The other cartoons are the result of sketching her first in my sketchbook in more realistic representations. These cartoons play with ideas from the documentary in visual metaphor, including a description of her as ‘fiery’, but for me they do not have the spontaneity of the first cartoon. Here are the initial representational sketches (Sketchbook 2, 2-3.11.2020):

 

 

These were created in graphite pencil and ‘graphart’ blocks while watching the television programme. I particularly loved Maggi’s wink – here she has just given the interviewer a hard time for asking her a rambling question on her potentially projected psychology within her work. She responds with annoyance that she just gets up early and does the work, and then walks off and winks at the camera. 

Despite my preliminary sketches above of the wink, the wink did not work well in the cartoon versions below (sketchbook 1, 2.11.2020) and I still need to figure out how to cartoon an effective wink: 

 

 

It is perhaps best to blend approaches, where I work from the imagination first, and if stumped turn to ‘google ref,’ and then use Scriberia’s approach to drawing anything (2017). For beginners without confidence, it might be supportive for them to be able to go directly to the Internet for imagery and then use Scriberia’s approach.
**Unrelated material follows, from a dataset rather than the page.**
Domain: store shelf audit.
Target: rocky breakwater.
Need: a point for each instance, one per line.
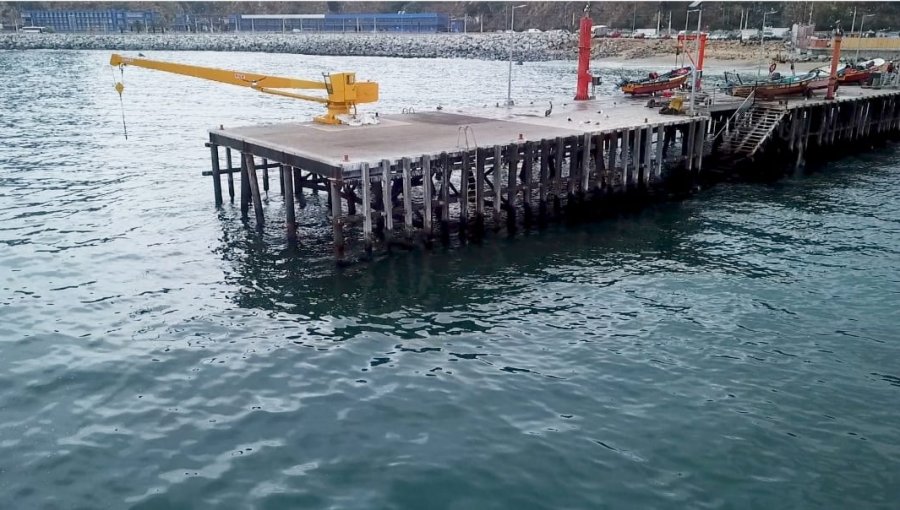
(552, 45)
Scriberia is a London-based illustration agency that specialises in ‘sketchnoting’ (also known as ‘graphic facilitation’), where scribes are commissioned to render talks and meetings into words and images. In their book on ‘How to Draw Anything’ (2017), they advocate creating a list of six features of whatever you are drawing, and turning these features into simple geometric shapes and lines before building the image. This is a tremendous approach because it encourages beginners to ‘build’ an image, rather than to draw it with all the baggage that comes with contentions of not being able to draw. It is incremental and it offers the beginner the bricks to build.
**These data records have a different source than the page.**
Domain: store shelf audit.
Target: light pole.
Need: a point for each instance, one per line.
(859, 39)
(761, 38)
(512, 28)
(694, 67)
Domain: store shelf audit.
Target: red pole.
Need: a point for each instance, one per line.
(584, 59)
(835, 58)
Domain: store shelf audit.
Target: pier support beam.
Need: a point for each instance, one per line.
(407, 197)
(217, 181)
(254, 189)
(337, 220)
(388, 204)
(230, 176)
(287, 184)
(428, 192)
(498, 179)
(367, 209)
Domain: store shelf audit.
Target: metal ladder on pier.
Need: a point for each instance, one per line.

I recently experimented with this in my cartooning circle (15.01.2021), where member Sue and I sat (well-wrapped up!) on a bench and we played with ideas. We experimented with drawing a mouse with the Scriberia approach – I suggested we do this twice and the second time, we exaggerated a few elements to make it more cartoony. Scriberia also suggest this, as despite ‘entering the realm of cartooning here’ (which is not their focus) it creates ‘clear impactful visual communication’ (2017: 25). Here’s my example with the exaggerated version on the right with amplified eyes and tail, but also the incongruous tool of diminution with the impossibly tiny body.

 

 

Scriberia’s approach is a useful approach for building a visual lexicon, where you fill pages working in this way. This would develop the ability to practice cartooning all manner of things for confidence building and even future reference. 

 

 

References:

Eisner, W. (2008 [1985]) Comics and Sequential Art – Principles and Practices from the Legendary Cartoonist. New York: Norton.

Scriberia (2017) How to Draw Anything. Great Britain: Querus.